Muchas veces, después, cuando los alaridos terminan, escucho a Gabriel bajar las escaleras atropelladamente y salir al jardín. Ella se queda sola y yo rezo por que ese sea un momento de lucidez y él se dé cuenta, se arrepienta y entonces las cosas empiecen a mejorar. Pero nunca pasa nada. A lo sumo un par de golpes contra las puertas del jardín o algún mueble que se estrella contra la pared. Al despertar, mi vida sigue siendo igual de oscura, Gabriel sigue estando colocado y el futuro que nos prometimos se ha vuelto a alejar de nosotros.
Parezco una auténtica gilipollas. Cuando salen, rebusco en todas partes a sabiendas de que lo que encuentre no me va a gustar. Y no, no me gusta. Papel de plata arrugado y quemado en todas partes, que ni siquiera se preocupan por esconder. He estado informándome en Internet y supongo que fuman coca. Condones usados; eso también lo encuentro. Y en el fondo, estoy tan metida en esta mierda que me siento hasta agradecida. Hasta es romántico que no se la folle a pelo. Eso solo lo hizo conmigo… ¿no?

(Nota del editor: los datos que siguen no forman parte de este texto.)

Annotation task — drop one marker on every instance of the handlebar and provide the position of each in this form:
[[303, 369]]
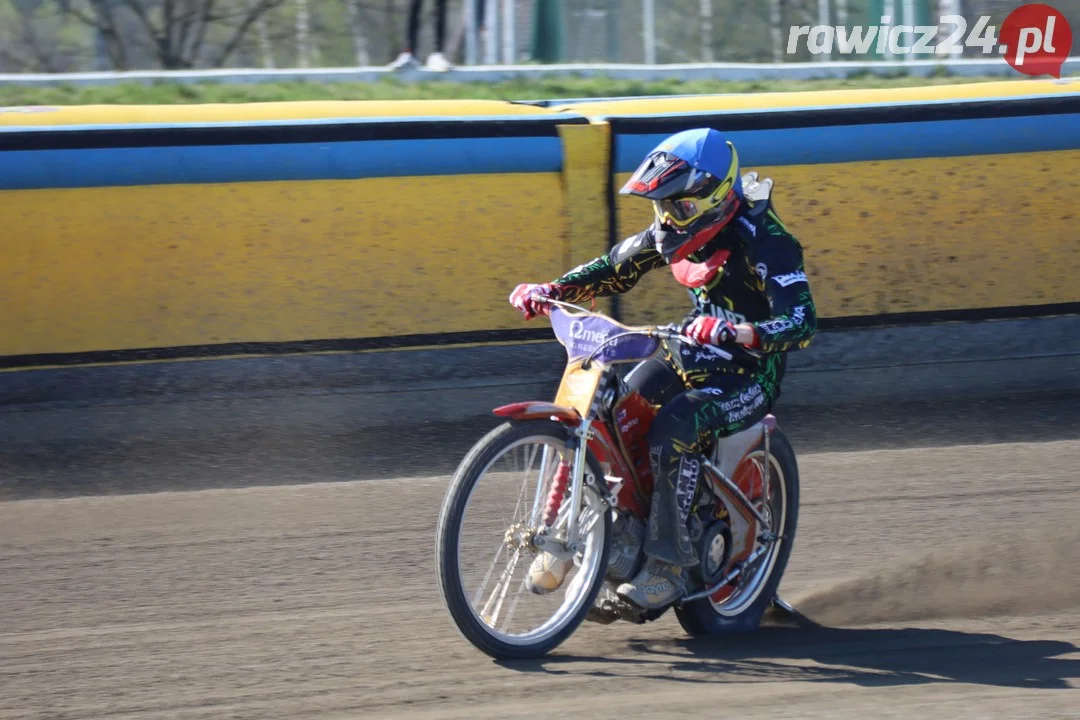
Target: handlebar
[[670, 331]]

Y, mientras vago por la casa sin saber qué hacer, me doy cuenta del vuelco que ha dado mi vida. Creo que siempre estuve abocada al desastre. Supongo que no me moriré después de esto, pero marcará el resto de mi vida para siempre. Después de Gabriel, lo que quede no valdrá la pena. Estoy empezando a entender qué significa vivir por inercia.